SIMPLE, SAFE, CHEAP SOLUTION
In the days before the giant chemical companies tried to convince everyone that GM food was the only way to feed the world, aid workers in developing countries used to persuade villagers to keep hens. They would start them off with say, half a dozen young hens and a cockerel and thereafter the supply of chickens and eggs was self-perpetuating. Vitamin A in the diet was assured from both the eggs and the chicken flesh.
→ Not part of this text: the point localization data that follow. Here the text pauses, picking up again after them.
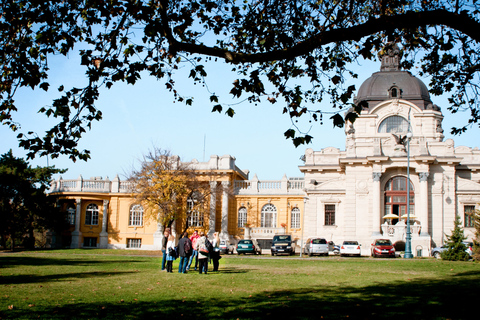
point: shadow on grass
(416, 299)
(12, 261)
(32, 278)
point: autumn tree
(455, 249)
(24, 204)
(169, 188)
(296, 54)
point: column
(104, 233)
(422, 213)
(76, 235)
(224, 230)
(376, 214)
(213, 204)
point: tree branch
(410, 20)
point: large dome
(392, 83)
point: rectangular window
(329, 214)
(134, 243)
(468, 218)
(90, 242)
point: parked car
(316, 246)
(437, 252)
(248, 246)
(383, 248)
(226, 247)
(350, 248)
(283, 244)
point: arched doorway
(396, 199)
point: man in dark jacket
(183, 253)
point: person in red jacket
(194, 255)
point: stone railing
(91, 185)
(285, 186)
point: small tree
(476, 241)
(455, 248)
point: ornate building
(395, 161)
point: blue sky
(136, 118)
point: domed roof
(392, 83)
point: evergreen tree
(476, 241)
(455, 248)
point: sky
(140, 117)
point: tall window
(194, 217)
(468, 218)
(393, 124)
(136, 215)
(91, 215)
(329, 214)
(242, 217)
(269, 216)
(71, 212)
(396, 199)
(295, 218)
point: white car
(350, 248)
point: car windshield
(281, 238)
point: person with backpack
(184, 252)
(203, 253)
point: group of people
(197, 247)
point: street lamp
(303, 224)
(408, 244)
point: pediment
(467, 185)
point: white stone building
(352, 193)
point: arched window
(136, 215)
(269, 216)
(71, 212)
(194, 216)
(91, 215)
(295, 218)
(242, 217)
(396, 199)
(393, 124)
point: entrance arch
(396, 199)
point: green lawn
(117, 284)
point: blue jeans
(194, 255)
(164, 259)
(182, 266)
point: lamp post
(408, 244)
(303, 224)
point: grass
(117, 284)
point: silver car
(317, 246)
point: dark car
(248, 246)
(283, 244)
(225, 247)
(383, 248)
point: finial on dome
(390, 57)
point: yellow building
(102, 212)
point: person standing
(202, 253)
(216, 251)
(166, 234)
(170, 248)
(194, 255)
(184, 253)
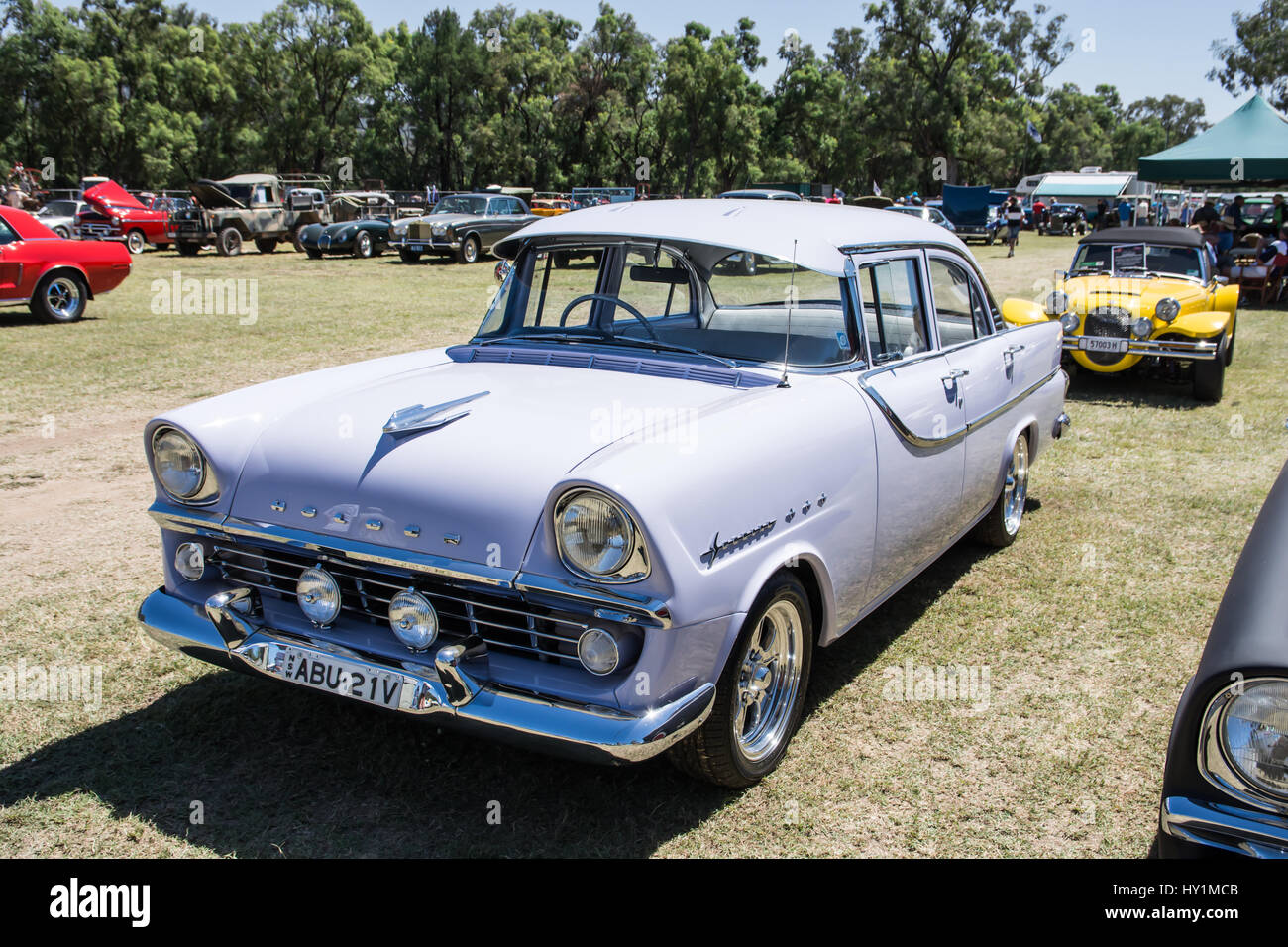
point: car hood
(483, 476)
(1133, 294)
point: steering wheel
(614, 300)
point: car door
(919, 420)
(996, 368)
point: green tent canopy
(1245, 147)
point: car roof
(815, 235)
(1159, 236)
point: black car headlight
(1243, 746)
(181, 468)
(597, 539)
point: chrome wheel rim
(1017, 486)
(768, 680)
(62, 298)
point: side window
(894, 316)
(961, 311)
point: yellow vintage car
(1144, 298)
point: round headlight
(593, 534)
(1057, 302)
(179, 463)
(413, 620)
(596, 650)
(318, 595)
(189, 561)
(1254, 735)
(1167, 309)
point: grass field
(1089, 625)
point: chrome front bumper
(1225, 827)
(1202, 351)
(441, 689)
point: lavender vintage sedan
(622, 517)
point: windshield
(462, 205)
(671, 299)
(1127, 260)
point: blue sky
(1142, 47)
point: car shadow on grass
(1133, 389)
(283, 771)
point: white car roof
(814, 232)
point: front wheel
(1003, 523)
(760, 694)
(469, 252)
(60, 298)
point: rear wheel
(760, 694)
(60, 298)
(1210, 376)
(228, 243)
(1003, 523)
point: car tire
(228, 243)
(777, 639)
(1210, 376)
(60, 298)
(469, 252)
(1001, 525)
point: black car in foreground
(1225, 785)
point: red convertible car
(55, 277)
(112, 213)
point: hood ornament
(419, 418)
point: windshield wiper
(629, 341)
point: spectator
(1124, 211)
(1014, 215)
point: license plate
(1090, 343)
(338, 676)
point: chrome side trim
(956, 434)
(1224, 827)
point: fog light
(413, 620)
(189, 561)
(318, 595)
(596, 650)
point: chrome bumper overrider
(445, 689)
(1202, 351)
(1225, 827)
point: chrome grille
(505, 622)
(1107, 322)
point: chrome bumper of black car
(1171, 348)
(1225, 827)
(439, 686)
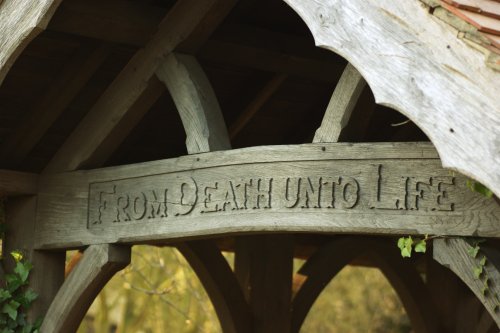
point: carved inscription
(370, 189)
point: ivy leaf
(405, 245)
(17, 255)
(483, 261)
(22, 270)
(28, 298)
(421, 246)
(473, 251)
(11, 309)
(478, 271)
(4, 294)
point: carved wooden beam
(181, 24)
(342, 103)
(99, 263)
(59, 96)
(17, 183)
(359, 188)
(418, 66)
(220, 284)
(196, 103)
(20, 22)
(454, 254)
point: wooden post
(99, 263)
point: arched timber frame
(399, 77)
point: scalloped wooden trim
(416, 65)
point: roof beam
(181, 23)
(273, 61)
(20, 22)
(125, 22)
(17, 183)
(65, 88)
(196, 103)
(256, 104)
(339, 110)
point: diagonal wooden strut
(99, 263)
(342, 103)
(454, 254)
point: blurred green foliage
(159, 292)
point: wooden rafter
(342, 103)
(181, 23)
(196, 103)
(17, 183)
(71, 80)
(99, 263)
(419, 67)
(20, 22)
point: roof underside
(261, 58)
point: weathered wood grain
(17, 183)
(332, 257)
(196, 103)
(64, 89)
(180, 24)
(365, 188)
(416, 65)
(99, 263)
(220, 284)
(20, 22)
(342, 103)
(453, 254)
(256, 104)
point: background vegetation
(159, 292)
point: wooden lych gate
(68, 186)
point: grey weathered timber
(17, 183)
(332, 257)
(48, 272)
(99, 263)
(416, 65)
(220, 284)
(453, 254)
(270, 282)
(359, 188)
(339, 110)
(20, 22)
(196, 103)
(256, 104)
(181, 24)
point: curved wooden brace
(416, 65)
(99, 263)
(20, 22)
(196, 102)
(322, 267)
(220, 284)
(453, 254)
(410, 288)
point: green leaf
(478, 271)
(4, 295)
(22, 269)
(405, 245)
(421, 246)
(483, 261)
(473, 251)
(17, 255)
(11, 309)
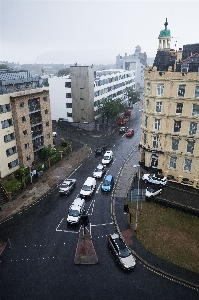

Eggs are a rich source of vitamins, minerals, high quality proteins, good fats and various other lesser-known nutrients.
One large egg contains:
* Vitamin B12 (Cobalamin): 9% of the RDA.( recommended daily amount)
* Vitamin B2 (Riboflavin): 15% of the RDA.
* Vitamin A: 6% of the RDA.
* Vitamin B5 (Pantothenic Acid): 7% of the RDA.
* Selenium: 22% of the RDA.
Eggs also contain small amounts of almost every vitamin and mineral required by the human body including calcium, iron, potassium, zinc, manganese, vitamin E, folate and many more.
DANGERS OF FOOD ADULTERATION
Modern ‘quick fix’ solutions can often lead to unexpected and far reaching adverse results, some of them disastrous to our health. Surgeon Captain T.L.Cleave says it in a nutshell. ‘DO NOT TAMPER WITH FOOD’.
QUICK WAY TO COOK UNPOLISHED (BROWN) RICE
Although this rice takes a little longer to cook than white rice, it is well worth the trouble for the nutritional benefits.
Rinse half a cupful (about 150 g) of rice in cold water and then drain. Put 1½ litres of water in a large saucepan and when boiling add the rice and a little salt. Bring back to the boil and allow to cook uncovered for 25 minutes. Drain and then return to the saucepan, off the heat but with the lid on, and leave to rest for 10 minutes when the rice should be cooked and ready to eat.